У него свой бокал. У него свои представления о настоящем, он почти не слушает радио, не спрашивает за офицерским столом об обстановке на фронте, он проводит время управляя и развлекаясь. Его любят женщины, и он любит их, и все закрывают глаза на мораль, на идеалы, потому что у него есть деньги. Гëт тоже закрывает глаза. Темнота кажется ласковым утешением в отвратительной ловушке стресса. Его не интересуют деньги, его интересует Оскар Шиндлер.
— Попроси. — Амон готов откусить горло вычурного графина. Готов перемалывать стекло больными зубами, лишь бы не поддаваться собственным желаниям.
Он хочет подчиняться. Все видят как он использует власть, никто не замечает как он пресмыкается перед идеей. Как он отчитывается, как грезит о повышении, как стреляет в очередную бедняжку с надеждой выслужиться. Он садист, но для садиста не важны расовые различия. Он, конечно, садист, но дрожащее стекло давит на корень языка совсем самоненавистно.
— Почему ты не слушаешь Би-би-си, Амон? — Оскар жаждет провести по колесу радиостанций сильнее, чем любую из нимфеток, ревущих в его постели. — Почему с тобой так сложно?
Скользкое наслаждение стекает с мягких черт прямо в глазницы. Гëт держит дистанцию. Ему вредно быть рядом, а безопасно только на расстоянии выстрела. Он готов прострелить слабую грудь, мелющую воздух с амбре его перегара. Вырезать нездоровое сердце, вбить гвоздями в дешёвую стену как любимый трофей. Царапать аккуратно подстриженными ногтями мясо, чтобы то кровоточило, пачкая кожу, проникать внутрь пальцами, забираясь в душу единственным известным ему способом. Съесть неверного пса на радость фюреру. Целоваться с каждым человеком в рот, пока не закончит литься в глотку чужая кровь.
С ним не сложно, просто Шиндлер не знает, что такое зло.
— Молю, посмотри на меня. — Грязные пальцы попадают Амону на короткую щетину. Оскар впервые за долгое время обращается к своей утраченной религиозности.
Амону нравится быть тем, из-за кого вспоминают Бога. Нравится думать, что ничего за чертой всё-таки нет. Было бы обидно попасть в ад за одну единственную слабость. За человеческий проступок, свойственный даже нелюдям.
От промышленника смердит солдатской формой. Это не его запах, это проклятие постели, на которой он сидел. Это частицы кожи и капли пота, что Амон сдирал языком с молодых и шокированных. Податливых и абсолютно не пластичных. От Оскара несёт телами, которыми Амон пытался его заменить.
Шиндлер целует его, как по этикету коротко прикладываются к шампанскому. Гëт пытается выпить его полностью, как спирт из бутылки длинного горла. Обвести язык языком, влить восхищение слюной в брезгающий рот, укусить дрожащие губы — это точно серьёзнее каждого убийства. Это настолько ненормально, что они оба ведутся.

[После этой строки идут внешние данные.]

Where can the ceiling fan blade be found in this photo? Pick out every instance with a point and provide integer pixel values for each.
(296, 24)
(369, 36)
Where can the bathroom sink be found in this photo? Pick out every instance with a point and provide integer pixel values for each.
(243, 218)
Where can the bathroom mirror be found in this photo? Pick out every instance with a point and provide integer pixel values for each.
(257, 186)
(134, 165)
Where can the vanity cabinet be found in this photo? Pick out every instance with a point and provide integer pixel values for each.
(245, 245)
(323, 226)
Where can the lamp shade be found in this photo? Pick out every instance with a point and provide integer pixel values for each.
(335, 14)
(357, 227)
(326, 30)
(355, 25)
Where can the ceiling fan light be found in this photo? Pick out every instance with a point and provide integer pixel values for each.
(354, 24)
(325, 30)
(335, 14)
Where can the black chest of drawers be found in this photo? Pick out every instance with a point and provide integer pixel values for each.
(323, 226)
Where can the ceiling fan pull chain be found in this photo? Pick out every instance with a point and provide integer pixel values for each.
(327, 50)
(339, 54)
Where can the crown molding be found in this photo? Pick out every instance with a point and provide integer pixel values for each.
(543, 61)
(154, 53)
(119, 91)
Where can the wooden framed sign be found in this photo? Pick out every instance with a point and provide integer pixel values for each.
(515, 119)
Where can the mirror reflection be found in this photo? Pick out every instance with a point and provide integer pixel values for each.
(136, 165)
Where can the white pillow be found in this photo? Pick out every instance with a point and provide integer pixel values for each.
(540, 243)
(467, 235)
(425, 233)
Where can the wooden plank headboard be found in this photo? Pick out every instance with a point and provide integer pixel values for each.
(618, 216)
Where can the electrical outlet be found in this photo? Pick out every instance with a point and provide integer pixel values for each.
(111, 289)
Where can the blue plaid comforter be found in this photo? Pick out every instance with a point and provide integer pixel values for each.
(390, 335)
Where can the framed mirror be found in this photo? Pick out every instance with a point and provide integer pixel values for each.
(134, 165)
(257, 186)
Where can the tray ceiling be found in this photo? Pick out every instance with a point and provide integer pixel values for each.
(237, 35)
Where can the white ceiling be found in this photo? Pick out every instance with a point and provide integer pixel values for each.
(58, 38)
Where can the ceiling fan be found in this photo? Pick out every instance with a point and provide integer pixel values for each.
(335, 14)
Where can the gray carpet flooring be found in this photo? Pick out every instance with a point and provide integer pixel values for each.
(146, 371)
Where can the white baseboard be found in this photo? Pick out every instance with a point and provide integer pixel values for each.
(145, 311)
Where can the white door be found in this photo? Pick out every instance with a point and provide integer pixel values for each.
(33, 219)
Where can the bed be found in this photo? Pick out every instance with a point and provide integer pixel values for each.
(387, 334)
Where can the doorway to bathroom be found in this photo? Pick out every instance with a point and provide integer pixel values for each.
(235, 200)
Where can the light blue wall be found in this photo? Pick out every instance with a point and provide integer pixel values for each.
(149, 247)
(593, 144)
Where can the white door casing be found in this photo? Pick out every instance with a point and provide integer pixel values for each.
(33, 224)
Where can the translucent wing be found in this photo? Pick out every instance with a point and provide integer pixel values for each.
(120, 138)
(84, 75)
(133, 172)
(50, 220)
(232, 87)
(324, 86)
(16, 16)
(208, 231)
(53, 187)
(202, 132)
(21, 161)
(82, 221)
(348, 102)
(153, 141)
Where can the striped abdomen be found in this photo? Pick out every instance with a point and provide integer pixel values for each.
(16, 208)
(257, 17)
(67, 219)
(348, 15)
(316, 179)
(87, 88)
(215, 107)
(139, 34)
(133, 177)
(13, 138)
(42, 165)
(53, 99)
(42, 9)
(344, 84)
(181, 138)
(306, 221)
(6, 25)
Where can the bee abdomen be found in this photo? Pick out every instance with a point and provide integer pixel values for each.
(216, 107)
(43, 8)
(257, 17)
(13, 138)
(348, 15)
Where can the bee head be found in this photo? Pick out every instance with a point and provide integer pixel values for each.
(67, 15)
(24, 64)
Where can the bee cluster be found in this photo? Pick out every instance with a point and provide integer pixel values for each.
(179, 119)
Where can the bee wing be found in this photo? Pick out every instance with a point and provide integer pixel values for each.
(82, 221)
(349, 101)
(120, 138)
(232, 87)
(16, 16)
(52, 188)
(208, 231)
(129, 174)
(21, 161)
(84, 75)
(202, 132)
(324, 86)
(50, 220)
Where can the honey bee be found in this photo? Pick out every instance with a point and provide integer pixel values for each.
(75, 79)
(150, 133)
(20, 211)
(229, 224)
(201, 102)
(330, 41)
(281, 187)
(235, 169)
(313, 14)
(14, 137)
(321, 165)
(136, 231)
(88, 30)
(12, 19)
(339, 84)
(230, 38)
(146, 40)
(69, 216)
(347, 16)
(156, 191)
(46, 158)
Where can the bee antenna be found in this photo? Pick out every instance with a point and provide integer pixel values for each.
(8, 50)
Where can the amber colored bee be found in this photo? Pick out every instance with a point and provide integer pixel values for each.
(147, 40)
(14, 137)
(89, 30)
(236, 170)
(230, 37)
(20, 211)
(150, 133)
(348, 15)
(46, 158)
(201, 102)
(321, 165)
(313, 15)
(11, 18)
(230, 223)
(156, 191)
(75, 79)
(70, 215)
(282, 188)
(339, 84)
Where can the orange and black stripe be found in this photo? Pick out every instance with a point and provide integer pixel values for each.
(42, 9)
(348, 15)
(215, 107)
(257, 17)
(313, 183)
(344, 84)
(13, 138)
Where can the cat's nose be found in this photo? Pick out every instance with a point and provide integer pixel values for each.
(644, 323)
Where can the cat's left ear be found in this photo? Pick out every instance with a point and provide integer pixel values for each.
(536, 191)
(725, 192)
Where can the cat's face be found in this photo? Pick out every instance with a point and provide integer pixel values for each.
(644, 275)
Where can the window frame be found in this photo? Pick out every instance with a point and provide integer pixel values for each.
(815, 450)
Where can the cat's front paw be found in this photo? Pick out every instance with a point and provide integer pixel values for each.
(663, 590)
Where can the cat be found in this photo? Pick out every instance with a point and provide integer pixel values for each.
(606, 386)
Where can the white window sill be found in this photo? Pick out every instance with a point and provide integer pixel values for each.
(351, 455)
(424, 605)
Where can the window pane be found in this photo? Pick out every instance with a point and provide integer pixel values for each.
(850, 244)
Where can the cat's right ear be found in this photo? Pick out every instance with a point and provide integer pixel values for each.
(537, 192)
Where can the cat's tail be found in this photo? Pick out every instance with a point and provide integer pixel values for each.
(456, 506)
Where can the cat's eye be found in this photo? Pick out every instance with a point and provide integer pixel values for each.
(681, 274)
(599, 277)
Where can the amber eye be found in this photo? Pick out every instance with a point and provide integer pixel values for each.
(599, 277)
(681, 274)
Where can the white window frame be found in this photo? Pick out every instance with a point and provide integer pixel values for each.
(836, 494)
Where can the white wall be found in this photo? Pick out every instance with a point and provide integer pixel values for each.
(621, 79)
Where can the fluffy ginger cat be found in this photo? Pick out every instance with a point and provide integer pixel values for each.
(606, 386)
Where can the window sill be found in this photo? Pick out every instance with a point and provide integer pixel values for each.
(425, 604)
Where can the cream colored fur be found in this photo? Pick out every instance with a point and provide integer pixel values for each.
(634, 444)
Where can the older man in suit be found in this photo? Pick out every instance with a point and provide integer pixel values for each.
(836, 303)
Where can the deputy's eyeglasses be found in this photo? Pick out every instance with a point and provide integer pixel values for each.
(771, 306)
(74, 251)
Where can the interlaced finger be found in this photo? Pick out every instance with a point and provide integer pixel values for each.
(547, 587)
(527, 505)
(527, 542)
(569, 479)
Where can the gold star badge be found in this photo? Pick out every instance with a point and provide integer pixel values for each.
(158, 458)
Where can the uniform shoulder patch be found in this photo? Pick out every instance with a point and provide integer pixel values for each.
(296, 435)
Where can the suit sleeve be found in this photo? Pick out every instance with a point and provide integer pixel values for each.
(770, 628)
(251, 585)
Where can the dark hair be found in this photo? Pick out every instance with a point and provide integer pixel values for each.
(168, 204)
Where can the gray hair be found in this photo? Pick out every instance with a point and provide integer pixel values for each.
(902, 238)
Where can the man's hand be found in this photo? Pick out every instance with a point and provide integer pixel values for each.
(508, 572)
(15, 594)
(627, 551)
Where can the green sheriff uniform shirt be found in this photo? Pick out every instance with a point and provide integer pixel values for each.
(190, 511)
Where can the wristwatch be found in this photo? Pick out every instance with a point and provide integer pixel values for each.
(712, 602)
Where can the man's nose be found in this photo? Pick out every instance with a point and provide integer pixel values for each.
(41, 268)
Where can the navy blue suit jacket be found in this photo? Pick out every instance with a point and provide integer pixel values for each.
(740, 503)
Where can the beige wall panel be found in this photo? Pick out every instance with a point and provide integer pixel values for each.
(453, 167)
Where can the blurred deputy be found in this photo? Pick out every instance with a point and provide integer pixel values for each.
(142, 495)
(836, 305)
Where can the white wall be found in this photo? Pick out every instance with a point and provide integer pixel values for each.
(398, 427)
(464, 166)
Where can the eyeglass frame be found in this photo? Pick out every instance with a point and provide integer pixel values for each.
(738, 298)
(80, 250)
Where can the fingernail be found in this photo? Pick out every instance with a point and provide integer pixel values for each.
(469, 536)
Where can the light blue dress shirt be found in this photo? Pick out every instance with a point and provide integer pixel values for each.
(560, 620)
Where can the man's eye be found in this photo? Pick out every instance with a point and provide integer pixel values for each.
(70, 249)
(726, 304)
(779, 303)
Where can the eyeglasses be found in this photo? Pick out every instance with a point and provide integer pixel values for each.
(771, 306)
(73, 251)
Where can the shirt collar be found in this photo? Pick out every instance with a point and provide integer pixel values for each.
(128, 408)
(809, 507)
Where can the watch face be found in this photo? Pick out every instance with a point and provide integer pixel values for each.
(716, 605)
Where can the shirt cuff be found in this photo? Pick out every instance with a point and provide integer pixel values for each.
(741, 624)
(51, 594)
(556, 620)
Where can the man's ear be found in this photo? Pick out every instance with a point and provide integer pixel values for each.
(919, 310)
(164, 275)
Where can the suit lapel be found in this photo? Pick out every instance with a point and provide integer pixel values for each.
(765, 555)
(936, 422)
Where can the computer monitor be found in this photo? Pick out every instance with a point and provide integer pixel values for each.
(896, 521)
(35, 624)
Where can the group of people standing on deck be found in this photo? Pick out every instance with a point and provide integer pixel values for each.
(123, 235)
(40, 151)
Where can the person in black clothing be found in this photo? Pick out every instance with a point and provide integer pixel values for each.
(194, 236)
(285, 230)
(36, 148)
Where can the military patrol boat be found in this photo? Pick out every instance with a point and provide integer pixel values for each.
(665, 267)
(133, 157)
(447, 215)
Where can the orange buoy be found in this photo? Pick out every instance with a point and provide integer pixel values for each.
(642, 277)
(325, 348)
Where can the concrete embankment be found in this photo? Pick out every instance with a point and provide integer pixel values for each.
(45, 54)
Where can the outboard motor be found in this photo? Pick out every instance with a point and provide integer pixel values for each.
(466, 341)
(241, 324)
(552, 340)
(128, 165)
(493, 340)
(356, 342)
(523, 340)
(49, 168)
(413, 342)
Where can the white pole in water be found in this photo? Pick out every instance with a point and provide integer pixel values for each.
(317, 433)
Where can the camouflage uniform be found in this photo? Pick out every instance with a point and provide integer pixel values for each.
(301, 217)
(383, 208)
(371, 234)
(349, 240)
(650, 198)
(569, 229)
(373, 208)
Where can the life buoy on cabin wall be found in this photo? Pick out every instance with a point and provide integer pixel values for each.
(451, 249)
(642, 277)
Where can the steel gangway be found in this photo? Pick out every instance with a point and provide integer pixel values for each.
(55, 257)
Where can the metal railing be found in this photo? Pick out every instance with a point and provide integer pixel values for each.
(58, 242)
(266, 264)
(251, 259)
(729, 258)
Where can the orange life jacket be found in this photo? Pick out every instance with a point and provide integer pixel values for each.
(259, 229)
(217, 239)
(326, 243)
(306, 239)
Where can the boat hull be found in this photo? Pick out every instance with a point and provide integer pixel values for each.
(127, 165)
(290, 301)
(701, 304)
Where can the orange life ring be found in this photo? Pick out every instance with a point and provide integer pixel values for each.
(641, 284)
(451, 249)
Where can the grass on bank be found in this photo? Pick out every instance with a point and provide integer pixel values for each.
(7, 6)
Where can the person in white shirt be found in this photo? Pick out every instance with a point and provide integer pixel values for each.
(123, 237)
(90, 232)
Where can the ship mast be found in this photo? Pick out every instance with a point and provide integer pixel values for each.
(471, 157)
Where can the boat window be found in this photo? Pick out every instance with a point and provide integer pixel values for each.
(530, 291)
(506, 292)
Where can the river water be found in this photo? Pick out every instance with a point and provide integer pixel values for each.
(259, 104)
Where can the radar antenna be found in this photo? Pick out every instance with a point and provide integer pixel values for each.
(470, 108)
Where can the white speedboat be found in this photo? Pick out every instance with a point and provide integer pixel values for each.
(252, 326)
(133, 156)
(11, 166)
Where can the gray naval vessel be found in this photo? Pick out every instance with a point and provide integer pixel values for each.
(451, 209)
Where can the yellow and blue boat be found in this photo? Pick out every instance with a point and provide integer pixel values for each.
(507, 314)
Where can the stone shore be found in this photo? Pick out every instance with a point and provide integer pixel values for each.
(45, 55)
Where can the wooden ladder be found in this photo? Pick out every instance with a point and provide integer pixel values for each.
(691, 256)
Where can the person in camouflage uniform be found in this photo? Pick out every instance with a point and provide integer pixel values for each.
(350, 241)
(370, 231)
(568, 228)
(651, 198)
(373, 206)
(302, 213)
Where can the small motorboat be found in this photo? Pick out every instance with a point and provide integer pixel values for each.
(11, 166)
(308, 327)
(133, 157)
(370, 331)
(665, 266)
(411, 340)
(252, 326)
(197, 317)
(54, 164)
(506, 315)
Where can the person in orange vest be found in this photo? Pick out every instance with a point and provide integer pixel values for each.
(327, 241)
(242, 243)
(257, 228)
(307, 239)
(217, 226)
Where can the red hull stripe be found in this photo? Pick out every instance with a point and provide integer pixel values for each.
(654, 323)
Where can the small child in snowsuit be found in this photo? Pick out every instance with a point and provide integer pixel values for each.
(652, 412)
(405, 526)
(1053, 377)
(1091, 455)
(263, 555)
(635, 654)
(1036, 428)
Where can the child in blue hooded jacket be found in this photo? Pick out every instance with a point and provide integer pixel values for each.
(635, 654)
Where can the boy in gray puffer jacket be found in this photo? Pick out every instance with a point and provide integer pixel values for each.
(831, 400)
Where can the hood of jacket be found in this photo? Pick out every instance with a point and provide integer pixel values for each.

Если нет активно несогласных — значит, нет потерпевших. Если все молчат — значит, решение правильное.
— Ты можешь выключить радио. — Милость императора. Тряска самой души, неуверенное положение рук, широко расставленные, почти женские бёдра. Амон хочет властвовать, но он слишком нелеп.
Шиндлер делает вид, что подчиняется. Его лицо украшает улыбка, его пальцы, ещё недавно раздражающие корни волосков на подбородке, гладят народный приёмник, перебивая грубые речи чистой любви. Амон вытирает губы мятой рубашкой. Для Оскара он чуть хуже Би-би-си, и чуть менее значим второго завтрака.
Для Оскара он обстоятельство, которое можно подчинить себе и использовать на благо. У него извращённые представления о власти, ему не стыдно творить добро и совокупляться со злом.
Только для Амона он что-то большее, чем холодная грудь перед глазницами. Смертельная доза коньяка, горячее дуло ружья, прислонëнное к плечу, хроническая болезнь, съедающая мозг. Оскар будет причиной его последнего вздоха.
Амон даже на это согласен.
Амон не настаивает, но Оскар послушно садится на кровать. Он сам этого хочет, у него уставшие сосуды, ему трудно стоять, он такой высокий и невозможно красивый. С ним тесно, как грудной клетке в пальто, которое на размер меньше нужного. Но Гëту нравится мечтать, что это его власть заставляет хрупкие колени согнуться. Нравится проникать пальцами в светлые волосы, чувствовать кончик носа на талии, дыхание по дорожке волос ниже живота.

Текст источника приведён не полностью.